A translation memory (TM) is a database of previously translated text and is a key component of CAT tools. Text is split into smaller segments (usually sentences or titles) during segmentation. The original segment and its translation are then saved into the translation memory as a translation unit when that segment is confirmed by a user in an editor.
Segments that are automatically confirmed based on pre-translation settings are not saved as they are already in the selected TM but context is added to the existing TM.
If a TM is created and added to an existing project, confirmed segments from that project will be added to the new TM.
A TM can have several target languages but only one source language and can be used in multiple projects simultaneously.
Three main benefits to using a TM:
A TM allows for the reuse of translations. This speeds up the translation process and reduces costs.
A TM helps to ensure translation consistency. This is important when a client has more than one translator working on a project
A TM serves as a long-term backup when the project or job is no longer available. It is strongly recommended that linguists confirm each segment they have put any effort into before moving on to another segment to ensure the effort is not lost.
While the use of translation memories is highly recommended, there are some limitations:
While there are no specific limits to how many target languages a TM can have or how many translation units can be saved in a TM, very large TMs (millions of segments) slow down the performance of searches, pre-translation or analysis and can be difficult to maintain and edit.
File size is limited to 1 GB for exporting and importing. A project can have multiple TMs, so it is always better to have a few smaller, well managed TMs than one very large one.
A maximum of 10 translation memories can be assigned to any project/language pair per each workflow step.
Translation memory (TM) is essential for producing consistent translations and can dramatically reduce translation costs. If a TM is not set up correctly and maintained, inconsistent and poor quality translations are produced.
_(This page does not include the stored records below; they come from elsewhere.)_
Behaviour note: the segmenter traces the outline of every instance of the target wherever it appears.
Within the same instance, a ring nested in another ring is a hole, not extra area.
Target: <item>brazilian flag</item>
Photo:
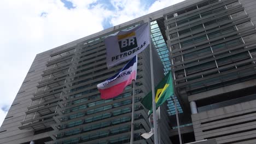
[[[155,88],[155,101],[156,109],[166,99],[174,94],[171,71],[170,71],[165,77]],[[142,105],[149,110],[149,115],[152,113],[152,92],[149,92],[141,101]]]

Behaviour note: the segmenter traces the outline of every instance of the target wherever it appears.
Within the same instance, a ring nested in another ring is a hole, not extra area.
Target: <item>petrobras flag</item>
[[[120,94],[126,86],[136,79],[137,56],[135,56],[118,73],[97,85],[102,99],[107,99]]]
[[[149,44],[149,26],[148,23],[133,29],[120,31],[104,39],[108,68],[130,59]]]

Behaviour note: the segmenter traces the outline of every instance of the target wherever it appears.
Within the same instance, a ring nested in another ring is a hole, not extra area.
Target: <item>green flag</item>
[[[166,99],[174,94],[172,83],[172,77],[171,71],[158,83],[155,88],[155,101],[156,109],[162,105]],[[149,92],[141,101],[141,103],[150,111],[149,115],[152,113],[152,92]]]

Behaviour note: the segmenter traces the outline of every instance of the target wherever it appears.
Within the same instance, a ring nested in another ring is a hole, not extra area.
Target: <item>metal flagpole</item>
[[[155,86],[154,83],[154,74],[153,74],[153,57],[152,57],[152,46],[151,45],[151,30],[150,30],[150,20],[148,17],[148,25],[149,27],[149,55],[150,58],[150,71],[151,71],[151,87],[152,88],[152,111],[153,113],[154,121],[154,144],[158,144],[158,119],[156,117],[156,106],[155,101]]]
[[[132,119],[131,124],[131,140],[130,143],[132,144],[133,143],[133,129],[134,129],[134,97],[135,93],[135,81],[132,80],[133,82],[133,88],[132,88]]]
[[[158,113],[158,144],[161,144],[161,131],[160,131],[160,127],[161,125],[161,110],[160,110],[160,107],[159,106],[156,110],[157,113]]]
[[[177,104],[176,104],[176,96],[174,95],[174,103],[175,106],[175,111],[176,113],[176,119],[177,119],[177,126],[178,127],[178,133],[179,134],[179,143],[182,144],[182,140],[181,138],[181,129],[179,128],[179,115],[178,113],[178,109],[177,109]]]

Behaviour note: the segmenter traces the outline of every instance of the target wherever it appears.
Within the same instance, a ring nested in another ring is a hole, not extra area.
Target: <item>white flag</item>
[[[154,134],[154,129],[151,128],[151,131],[149,133],[146,133],[142,134],[141,136],[145,139],[149,139]]]
[[[149,44],[148,23],[126,31],[120,31],[104,39],[108,68],[131,59]]]

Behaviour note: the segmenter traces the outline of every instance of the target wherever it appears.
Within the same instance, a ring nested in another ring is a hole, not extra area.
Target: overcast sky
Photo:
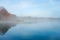
[[[0,0],[0,6],[17,16],[60,17],[60,0]]]

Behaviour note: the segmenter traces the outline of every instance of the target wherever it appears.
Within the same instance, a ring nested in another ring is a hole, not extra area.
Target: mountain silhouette
[[[13,20],[16,15],[9,13],[4,7],[0,7],[0,20]]]

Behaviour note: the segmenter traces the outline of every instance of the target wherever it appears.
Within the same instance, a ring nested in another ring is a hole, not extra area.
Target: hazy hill
[[[4,7],[0,7],[0,21],[14,20],[16,15],[10,14]]]

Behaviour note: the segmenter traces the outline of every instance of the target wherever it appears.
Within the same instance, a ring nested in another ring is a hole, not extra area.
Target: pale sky
[[[0,6],[17,16],[60,17],[60,0],[0,0]]]

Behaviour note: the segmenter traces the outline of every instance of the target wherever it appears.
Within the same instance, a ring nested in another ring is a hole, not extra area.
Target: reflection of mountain
[[[5,34],[15,24],[0,24],[0,35]]]
[[[16,15],[10,14],[4,7],[0,7],[0,20],[13,20]]]

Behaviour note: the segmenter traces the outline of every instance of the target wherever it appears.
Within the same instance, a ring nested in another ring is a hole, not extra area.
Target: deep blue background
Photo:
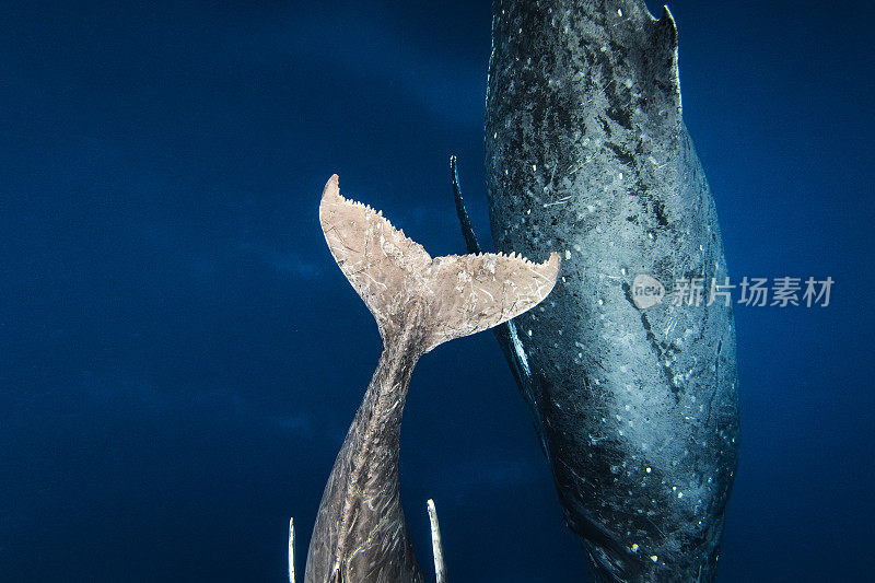
[[[433,254],[483,237],[490,7],[0,8],[0,579],[283,581],[380,352],[317,222],[328,176]],[[871,570],[870,2],[672,8],[685,118],[734,276],[831,276],[737,310],[742,462],[723,581]],[[657,3],[651,3],[656,11]],[[404,500],[452,581],[581,581],[490,335],[417,369]],[[871,575],[870,575],[871,576]]]

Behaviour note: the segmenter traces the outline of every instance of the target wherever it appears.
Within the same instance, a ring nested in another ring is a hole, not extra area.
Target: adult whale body
[[[735,333],[731,302],[707,305],[726,265],[668,10],[494,1],[486,170],[495,247],[564,254],[550,299],[497,334],[595,578],[712,580],[737,460]],[[702,302],[684,293],[699,285]]]
[[[422,573],[398,487],[413,366],[443,342],[537,305],[553,288],[559,256],[542,264],[493,254],[432,259],[381,213],[340,196],[337,175],[323,193],[319,222],[340,270],[376,319],[383,354],[325,487],[304,580],[418,583]],[[431,503],[429,512],[436,529]]]

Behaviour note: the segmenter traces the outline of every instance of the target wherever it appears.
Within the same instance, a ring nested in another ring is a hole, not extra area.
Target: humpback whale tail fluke
[[[337,265],[359,293],[385,340],[404,328],[412,307],[425,318],[425,352],[487,330],[544,300],[559,273],[559,255],[536,264],[516,254],[432,257],[382,212],[343,198],[334,175],[319,222]]]

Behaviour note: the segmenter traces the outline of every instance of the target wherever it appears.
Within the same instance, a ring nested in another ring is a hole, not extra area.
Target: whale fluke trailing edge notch
[[[343,198],[337,175],[319,222],[340,270],[376,319],[383,353],[328,478],[307,552],[306,583],[421,582],[398,485],[401,412],[419,358],[534,307],[559,255],[432,258],[381,212]]]

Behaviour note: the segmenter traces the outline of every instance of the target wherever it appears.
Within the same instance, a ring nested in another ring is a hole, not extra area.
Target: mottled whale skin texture
[[[398,483],[401,413],[419,358],[544,300],[560,258],[432,258],[382,213],[325,186],[319,222],[337,265],[376,319],[383,353],[325,486],[306,583],[420,583]]]
[[[713,580],[739,438],[734,316],[705,305],[726,264],[668,10],[493,2],[486,168],[495,247],[564,254],[549,300],[497,334],[596,580]],[[637,307],[639,275],[662,303]],[[689,278],[705,301],[673,305]]]

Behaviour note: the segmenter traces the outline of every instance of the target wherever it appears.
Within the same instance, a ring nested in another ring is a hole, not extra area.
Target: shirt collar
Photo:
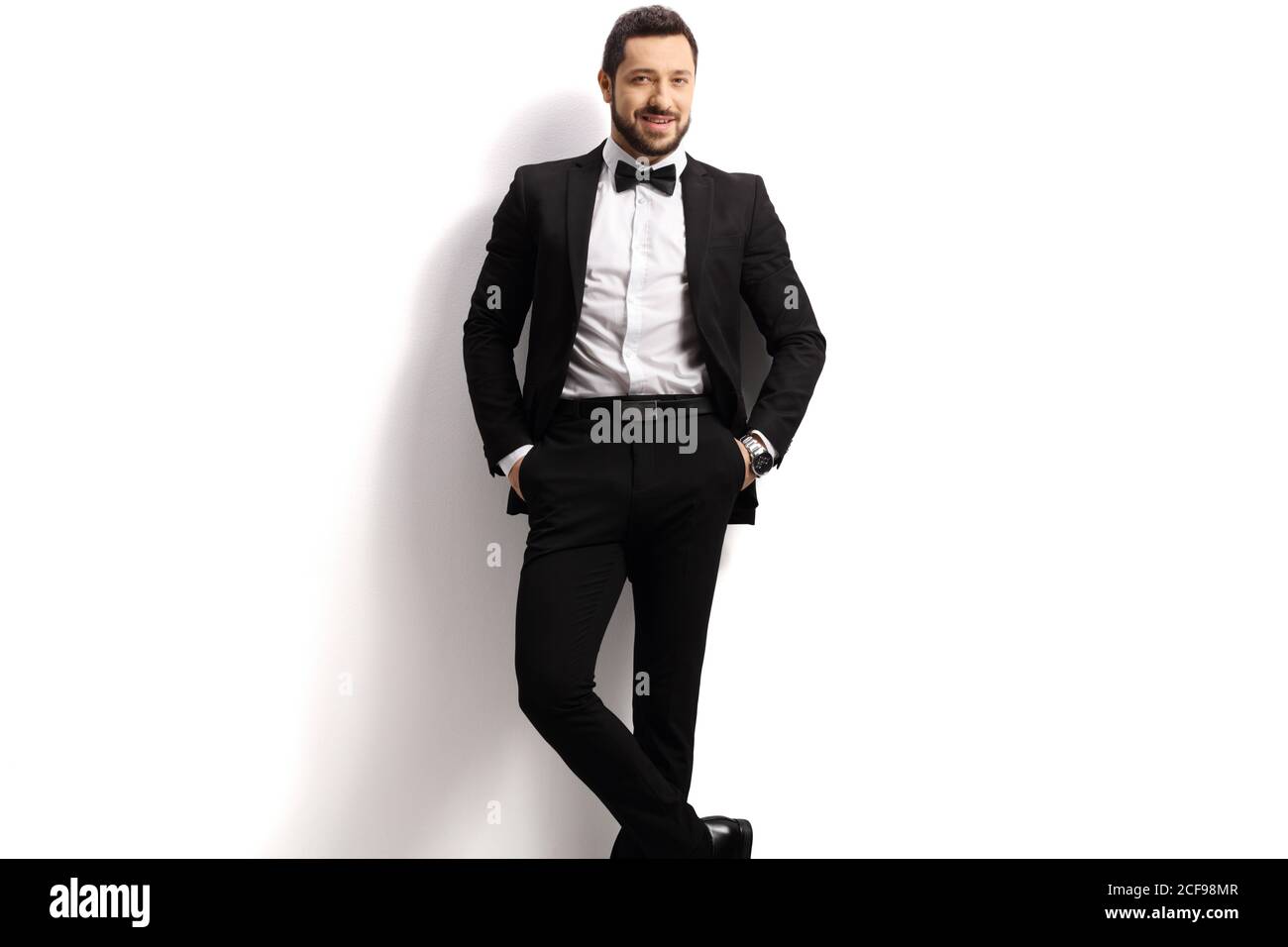
[[[608,166],[609,174],[613,174],[617,170],[618,161],[625,161],[632,166],[638,164],[635,157],[614,142],[612,135],[609,135],[604,139],[604,164]],[[679,180],[680,175],[684,174],[684,166],[688,161],[689,156],[684,153],[684,149],[676,148],[666,157],[658,158],[656,164],[649,165],[649,169],[656,170],[658,167],[666,167],[667,165],[675,165],[675,179]]]

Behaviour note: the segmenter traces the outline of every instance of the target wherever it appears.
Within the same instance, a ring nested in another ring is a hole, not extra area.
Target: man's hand
[[[506,474],[506,477],[509,477],[510,479],[510,486],[514,487],[514,492],[518,493],[519,499],[523,500],[524,502],[527,502],[528,499],[523,495],[523,491],[519,490],[519,468],[523,466],[523,460],[528,455],[524,454],[522,457],[514,461],[514,465],[510,468],[510,473]]]

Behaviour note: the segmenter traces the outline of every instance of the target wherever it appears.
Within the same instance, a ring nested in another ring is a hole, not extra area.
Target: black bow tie
[[[640,174],[644,177],[636,178],[636,169],[639,169]],[[652,184],[663,195],[670,197],[675,193],[675,164],[672,162],[665,167],[653,170],[652,167],[641,167],[640,165],[631,164],[630,161],[617,162],[617,171],[613,173],[613,182],[618,191],[635,187],[641,180],[645,184]]]

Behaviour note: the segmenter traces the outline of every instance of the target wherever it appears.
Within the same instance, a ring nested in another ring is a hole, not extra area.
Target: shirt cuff
[[[514,461],[516,461],[519,457],[522,457],[524,454],[527,454],[531,450],[532,450],[532,445],[523,445],[523,447],[515,447],[513,451],[510,451],[504,457],[501,457],[498,461],[496,461],[497,465],[501,468],[501,473],[504,473],[506,475],[506,478],[509,478],[510,477],[510,468],[514,466]]]
[[[769,451],[769,456],[773,457],[774,460],[778,460],[778,454],[774,451],[774,446],[769,443],[769,438],[765,437],[764,432],[759,430],[757,428],[752,428],[751,433],[759,437],[760,442],[765,445],[765,450]]]

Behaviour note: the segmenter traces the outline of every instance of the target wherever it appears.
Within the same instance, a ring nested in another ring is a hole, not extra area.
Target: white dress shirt
[[[639,162],[612,135],[603,153],[581,317],[562,397],[702,394],[710,376],[689,305],[680,180],[688,156],[677,149],[649,165],[675,165],[675,191],[667,195],[647,180],[618,191],[617,162]],[[769,438],[753,433],[777,457]],[[529,450],[523,445],[501,457],[501,470],[509,477]]]

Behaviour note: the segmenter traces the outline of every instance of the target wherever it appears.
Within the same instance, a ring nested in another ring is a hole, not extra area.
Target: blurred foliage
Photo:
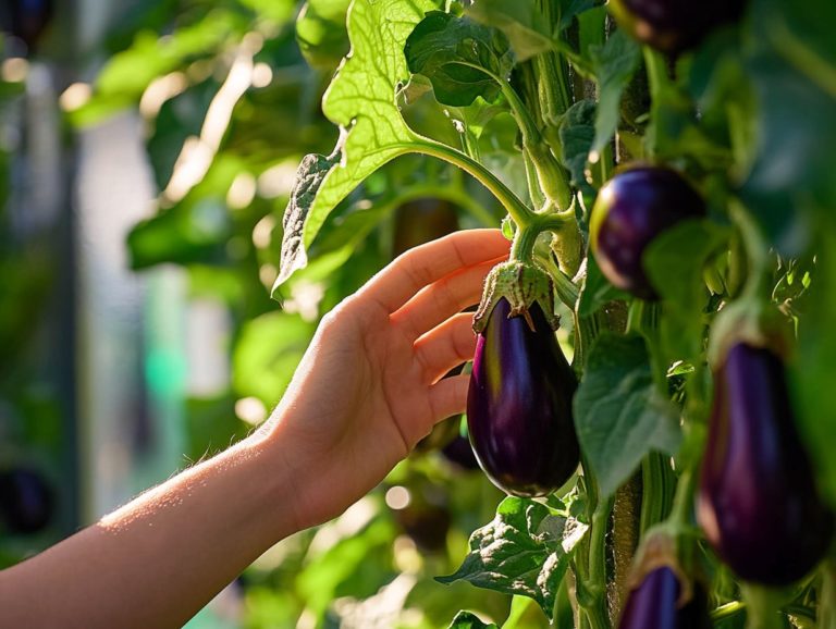
[[[194,298],[230,312],[229,388],[188,400],[192,460],[251,430],[235,417],[239,400],[275,406],[322,314],[395,252],[501,217],[459,173],[423,158],[397,160],[335,208],[311,245],[311,263],[283,286],[279,303],[270,299],[296,164],[306,153],[330,152],[337,139],[320,100],[348,51],[346,10],[347,2],[324,0],[137,4],[106,42],[93,97],[67,112],[79,127],[125,109],[144,119],[159,196],[155,215],[127,238],[131,264],[139,272],[180,266]],[[413,103],[409,115],[457,137],[432,108]],[[443,199],[438,209],[434,199]],[[437,226],[409,222],[408,209],[396,214],[410,201],[417,213],[439,214]],[[496,620],[507,615],[508,596],[432,579],[460,562],[469,532],[500,499],[482,474],[439,454],[454,434],[336,521],[283,541],[248,569],[243,626],[371,627],[388,609],[382,626],[429,629],[446,625],[463,602]],[[384,493],[393,486],[411,504],[389,507]],[[531,627],[545,625],[541,617]]]

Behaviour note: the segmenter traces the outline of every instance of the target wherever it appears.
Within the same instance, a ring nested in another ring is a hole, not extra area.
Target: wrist
[[[242,443],[254,465],[254,482],[260,485],[261,517],[273,538],[271,543],[317,523],[305,508],[299,486],[303,476],[288,456],[293,447],[282,432],[265,425]]]

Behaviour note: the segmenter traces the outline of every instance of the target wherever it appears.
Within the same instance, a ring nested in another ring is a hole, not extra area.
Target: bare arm
[[[262,552],[366,494],[462,411],[470,318],[494,230],[408,251],[320,325],[282,403],[250,437],[0,572],[0,626],[181,627]]]

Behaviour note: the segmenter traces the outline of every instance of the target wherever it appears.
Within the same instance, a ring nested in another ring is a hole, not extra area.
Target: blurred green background
[[[458,171],[397,160],[341,203],[272,300],[296,165],[337,139],[320,99],[348,50],[347,2],[22,4],[25,23],[0,9],[0,565],[253,430],[323,313],[405,248],[503,215]],[[455,144],[420,96],[406,114]],[[491,124],[514,133],[507,116]],[[518,156],[481,152],[522,174]],[[505,618],[509,597],[432,580],[501,497],[462,465],[462,443],[451,418],[188,627],[435,628],[463,607]],[[548,626],[533,607],[520,627]]]

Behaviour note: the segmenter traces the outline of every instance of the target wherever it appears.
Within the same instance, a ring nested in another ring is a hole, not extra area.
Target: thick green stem
[[[537,237],[543,232],[558,231],[574,220],[575,218],[568,212],[534,214],[527,225],[517,230],[514,244],[511,246],[511,259],[526,263],[531,262]]]
[[[641,532],[664,520],[673,508],[674,472],[663,455],[652,452],[641,464]]]
[[[784,629],[784,618],[778,613],[782,596],[778,592],[745,583],[740,591],[747,606],[747,629]]]
[[[519,197],[502,183],[496,175],[479,162],[467,157],[465,153],[429,139],[416,141],[405,148],[410,151],[442,159],[479,180],[479,182],[488,188],[496,199],[499,199],[518,227],[525,227],[536,217],[534,212],[526,207]]]
[[[528,111],[516,90],[507,82],[501,82],[500,86],[522,132],[522,150],[531,158],[540,189],[548,201],[558,210],[565,210],[571,202],[571,190],[566,172],[543,141],[531,112]]]
[[[534,225],[536,223],[517,230],[517,235],[514,236],[514,243],[511,245],[512,260],[518,260],[525,263],[531,262],[534,255],[537,237],[540,235],[540,230],[538,230]]]

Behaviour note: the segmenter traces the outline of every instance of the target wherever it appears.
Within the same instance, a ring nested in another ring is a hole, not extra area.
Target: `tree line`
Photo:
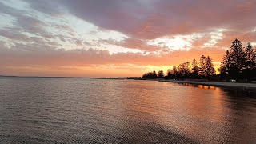
[[[183,62],[168,69],[165,74],[162,70],[148,72],[142,78],[166,78],[166,79],[208,79],[213,81],[237,81],[250,82],[256,78],[256,50],[249,42],[243,47],[242,42],[235,39],[230,50],[223,57],[219,74],[210,56],[202,55],[199,60],[194,59],[192,62]]]

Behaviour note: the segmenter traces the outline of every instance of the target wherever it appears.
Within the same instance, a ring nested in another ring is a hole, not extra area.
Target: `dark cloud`
[[[255,1],[62,1],[74,15],[135,38],[255,26]]]

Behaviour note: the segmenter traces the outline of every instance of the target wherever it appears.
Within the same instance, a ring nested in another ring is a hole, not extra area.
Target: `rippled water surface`
[[[0,143],[255,143],[255,93],[135,80],[0,77]]]

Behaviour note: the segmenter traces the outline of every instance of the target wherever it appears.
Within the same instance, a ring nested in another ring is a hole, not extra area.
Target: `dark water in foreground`
[[[255,143],[254,91],[1,78],[0,143]]]

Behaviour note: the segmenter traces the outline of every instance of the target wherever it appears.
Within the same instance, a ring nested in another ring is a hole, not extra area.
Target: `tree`
[[[165,74],[163,73],[163,70],[161,70],[158,71],[158,78],[162,78],[165,77]]]
[[[213,60],[209,56],[206,59],[205,74],[206,77],[210,77],[215,74],[215,69],[213,64]]]
[[[173,74],[174,75],[178,75],[178,74],[177,67],[176,67],[175,66],[173,67],[172,74]]]
[[[158,78],[158,74],[154,70],[153,71],[152,76],[153,76],[153,78]]]
[[[242,50],[242,45],[241,42],[238,39],[232,42],[230,56],[232,70],[235,70],[233,72],[240,73],[245,64],[245,53]],[[236,74],[236,78],[238,78],[238,74]]]
[[[227,76],[230,69],[231,66],[231,60],[230,60],[230,54],[229,50],[226,50],[226,54],[223,57],[222,61],[222,64],[218,70],[220,71],[221,76],[222,78],[227,79]]]
[[[203,77],[206,76],[206,58],[204,55],[202,55],[200,57],[200,61],[199,61],[198,74]]]
[[[254,77],[254,74],[256,73],[256,54],[254,52],[253,46],[248,42],[246,48],[245,49],[245,70],[243,70],[243,78],[246,81],[250,82]]]
[[[168,69],[167,70],[167,74],[166,74],[168,78],[171,78],[173,74],[172,74],[172,70],[171,69]]]
[[[187,75],[190,74],[190,64],[189,62],[182,63],[178,67],[178,73],[184,78],[187,77]]]
[[[246,68],[253,70],[255,67],[255,57],[256,54],[254,52],[253,46],[248,42],[246,48],[245,49],[246,55]]]

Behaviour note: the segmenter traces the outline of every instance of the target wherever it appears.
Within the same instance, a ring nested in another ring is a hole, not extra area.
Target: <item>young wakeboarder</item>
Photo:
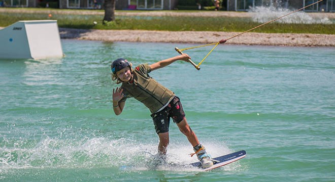
[[[158,154],[165,156],[169,143],[169,128],[170,118],[179,130],[186,136],[193,147],[194,153],[203,168],[213,166],[211,156],[199,142],[194,131],[187,123],[185,114],[179,98],[166,87],[149,75],[151,72],[182,60],[188,62],[190,57],[186,54],[158,61],[151,65],[140,64],[134,69],[126,60],[119,58],[111,65],[112,79],[121,86],[113,89],[113,109],[116,115],[120,114],[127,99],[133,97],[143,103],[150,111],[156,132],[158,135]]]

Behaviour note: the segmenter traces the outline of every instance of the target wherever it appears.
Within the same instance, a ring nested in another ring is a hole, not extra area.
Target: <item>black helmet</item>
[[[128,61],[123,58],[119,58],[113,61],[111,64],[111,69],[112,69],[113,73],[115,74],[117,71],[120,71],[127,66],[129,66],[129,68],[131,67],[130,64]]]

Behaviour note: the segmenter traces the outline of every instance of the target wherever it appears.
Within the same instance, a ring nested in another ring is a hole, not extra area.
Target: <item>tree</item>
[[[115,11],[115,0],[105,0],[105,17],[103,22],[105,21],[111,22],[115,20],[114,11]]]

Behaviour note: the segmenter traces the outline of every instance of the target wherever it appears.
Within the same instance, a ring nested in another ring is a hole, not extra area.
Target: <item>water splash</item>
[[[260,23],[265,23],[292,12],[292,10],[287,9],[276,8],[274,7],[256,7],[250,10],[250,12],[253,13],[252,16],[253,21]],[[327,17],[312,17],[303,11],[295,12],[276,22],[280,23],[306,24],[333,23]]]
[[[0,147],[0,173],[22,168],[116,167],[132,170],[152,170],[150,163],[157,153],[157,143],[154,141],[144,143],[123,138],[74,140],[46,137],[37,142],[23,139],[16,145],[3,145],[12,143],[10,140],[3,142]],[[213,157],[232,152],[224,145],[218,144],[217,141],[204,145]],[[194,167],[183,167],[197,161],[196,157],[188,156],[192,152],[190,146],[173,144],[169,147],[167,161],[169,163],[178,164],[180,167],[165,166],[155,169],[197,170]],[[226,170],[232,168],[228,169]]]

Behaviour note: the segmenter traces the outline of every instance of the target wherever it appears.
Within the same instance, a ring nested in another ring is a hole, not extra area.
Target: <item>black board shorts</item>
[[[156,132],[159,134],[169,132],[170,118],[172,118],[174,122],[178,124],[184,119],[185,114],[179,98],[175,96],[164,109],[150,116],[153,120]]]

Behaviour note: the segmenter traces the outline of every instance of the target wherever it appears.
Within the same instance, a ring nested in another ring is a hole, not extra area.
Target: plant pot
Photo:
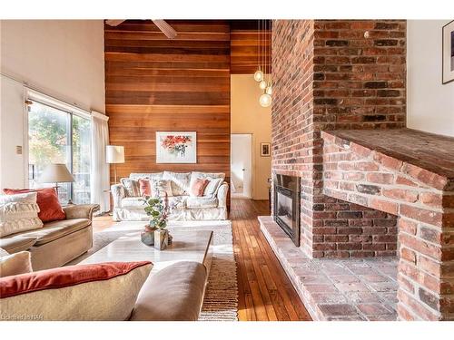
[[[154,230],[154,248],[158,250],[163,250],[169,245],[169,230]]]
[[[145,226],[143,231],[141,232],[141,240],[147,246],[154,245],[154,231],[156,228]]]

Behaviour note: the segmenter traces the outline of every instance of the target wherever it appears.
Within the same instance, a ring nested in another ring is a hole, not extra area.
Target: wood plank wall
[[[118,176],[221,171],[230,181],[229,22],[168,23],[174,40],[151,21],[104,26],[110,142],[125,149]],[[197,131],[196,164],[156,164],[155,132],[165,131]]]

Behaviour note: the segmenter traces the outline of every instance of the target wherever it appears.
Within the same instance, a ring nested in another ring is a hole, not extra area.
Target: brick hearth
[[[321,136],[323,192],[400,218],[400,316],[453,319],[454,138],[409,129]]]
[[[301,266],[332,281],[325,264],[398,252],[398,319],[454,319],[454,140],[404,129],[406,22],[278,20],[271,40],[272,171],[301,179],[301,248],[263,231],[295,287]],[[367,316],[348,305],[328,314]]]

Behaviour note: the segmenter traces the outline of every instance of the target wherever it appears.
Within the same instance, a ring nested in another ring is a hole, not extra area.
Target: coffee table
[[[146,246],[140,232],[120,237],[91,255],[81,265],[100,262],[152,261],[153,272],[179,261],[195,261],[210,271],[212,257],[212,231],[171,230],[173,241],[163,250]]]

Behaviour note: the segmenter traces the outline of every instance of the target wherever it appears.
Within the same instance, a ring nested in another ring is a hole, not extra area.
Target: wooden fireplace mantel
[[[399,217],[400,319],[454,319],[454,138],[322,131],[323,193]]]

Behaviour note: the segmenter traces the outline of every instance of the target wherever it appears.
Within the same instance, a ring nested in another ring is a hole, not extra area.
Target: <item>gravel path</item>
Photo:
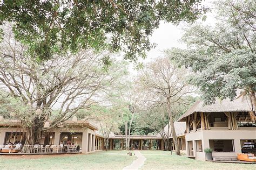
[[[126,170],[126,169],[138,169],[140,167],[142,167],[143,165],[144,165],[144,162],[146,160],[146,158],[143,156],[139,151],[134,151],[135,156],[136,156],[138,159],[134,160],[132,164],[125,167],[123,169]]]

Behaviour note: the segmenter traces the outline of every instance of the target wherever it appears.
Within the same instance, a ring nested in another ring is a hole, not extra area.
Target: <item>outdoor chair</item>
[[[77,146],[76,145],[74,145],[68,148],[68,152],[69,153],[73,153],[76,151],[77,151]]]
[[[58,147],[56,145],[51,145],[51,148],[52,151],[52,153],[58,153],[59,151]]]
[[[4,148],[4,145],[0,145],[0,152],[2,152],[2,149]]]
[[[31,148],[30,153],[38,153],[38,150],[39,149],[39,145],[35,145],[32,146]]]
[[[256,157],[252,153],[238,153],[237,159],[239,160],[256,162]]]
[[[11,153],[12,150],[12,145],[6,145],[4,147],[2,148],[2,152],[3,153]]]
Follow these rules to improve TM quality:
-
Choose trusted providers
Have a group of trusted providers (linguists/vendors) who deliver high-quality output that is saved to the master TM. When working with a provider for the first time or with someone whose output quality varies, consider using a secondary working translation memory where they can commit segments and keep the master TM in read-only mode. Use the master TM in Read and Write mode in later workflow steps where review is performed.
Preventing content of questionable quality from being included in a TM is easier than removing it later.
Suggested TM configuration:
-
Add context information to source files
Context information allows linguists to better understand content they are translating and improves the quality of the translation. There are different options for providing context such as attaching assets as reference files to projects or adding them on the segment level. For file formats with context key and notes properties, information can be displayed on segment level in a CAT tool. Some editors can display animations and graphics from attached external links.
-
Lock segments with high-quality matches
Pre-translating content from translation memory and locking high-score matches (context matches) prevents unwanted changes in the TM. Excluding locked segments from analysis and quotes shared with a provider reduces translation volume and costs.
-
Perform quality assurance and spell checks before confirming to TM
Misspellings, missing tags, incorrect punctuation are easily overlooked. automated quality assurance (QA) checks help with this. Advanced QA checks are also able to verify if correct terminology has been used—ensuring translation consistency. Some tools enable segment-level QA which won’t allow the provider to confirm segments and save them into the TM if quality assurance errors have been found. In case segment-level QA is not available (and the check is performed at the end of the localization process), use the working TM approach.
-
Perform linguistic quality assurance (LQA) evaluation
LQA evaluation is used to measure and qualify the translations and errors produced. It evaluates translation quality and provides constructive feedback to the provider.
-
Update your TMS with any changes that happen outside of your translation management system.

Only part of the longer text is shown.